Silicon Valley Real Estate bubble.
Haven't done this in a while. People buying these are in for a lot of pain.
Cheapest house listed in Los Altos.

$698,000 Located in Los Altos, County: Santa Clara, Zip Code: 94024.
965 LORAINE AV.
This single story detached, cottage/bungalow home has 1 bedroom(s), 1
bath(s) and is
approximately 600 sq. ft. This home has a 1 car garage, patio.

realtor.com.

The low-end in Saratoga.

$1,350,000 Located in Saratoga, County: Santa Clara, Zip Code: 95070.

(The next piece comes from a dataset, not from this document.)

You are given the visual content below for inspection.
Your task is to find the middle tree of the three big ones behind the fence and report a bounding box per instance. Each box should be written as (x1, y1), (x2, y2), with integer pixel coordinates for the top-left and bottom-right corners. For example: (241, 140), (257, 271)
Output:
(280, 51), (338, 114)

This 51 year old single story detached, cottage/bungalow home has 2
bedroom(s) and is
approximately 1831 sq. ft. Rooms include a family room/kitchen combination,
breakfast area,
laundry room, guest room, workshop, foyer. Other features include
fireplace(s), breakfast bar,
skylight(s). This home has a 2 car garage, patio. The lot is fenced.

realtor.com.



To: Meathead who wrote (163210)12/15/2000 11:17:54 AM
From: Tony Viola  Read Replies (3) | Respond to of 176387
 
Meathead,

About the West Coast, though, particularly the SF Bay Area, it's different this time (where have you heard that before). The reason I say that is that many of the Internet infrastructure buildout companies are headquartered here (Cisco, Sun, JDSU, Juniper, Sycamore, Brocade, ORCL, BRCM, PMCS, Foundry, Corvis) and they aren't slowing down in their hiring one iota. And, the Intels, HPs here aren't laying off either. Apple, OK, maybe some reduction there. The dot coms are really pretty small companies on average. You hear of a layoff of a hundred people here or there from them, but nothing like when Lockheed or IBM let go or moved thousands of people.

As long as employment is near 100% in Silicon Valley, and it looks like it will be until the Internet buildout slows down (HA), prices here should hold up better than most anywhere.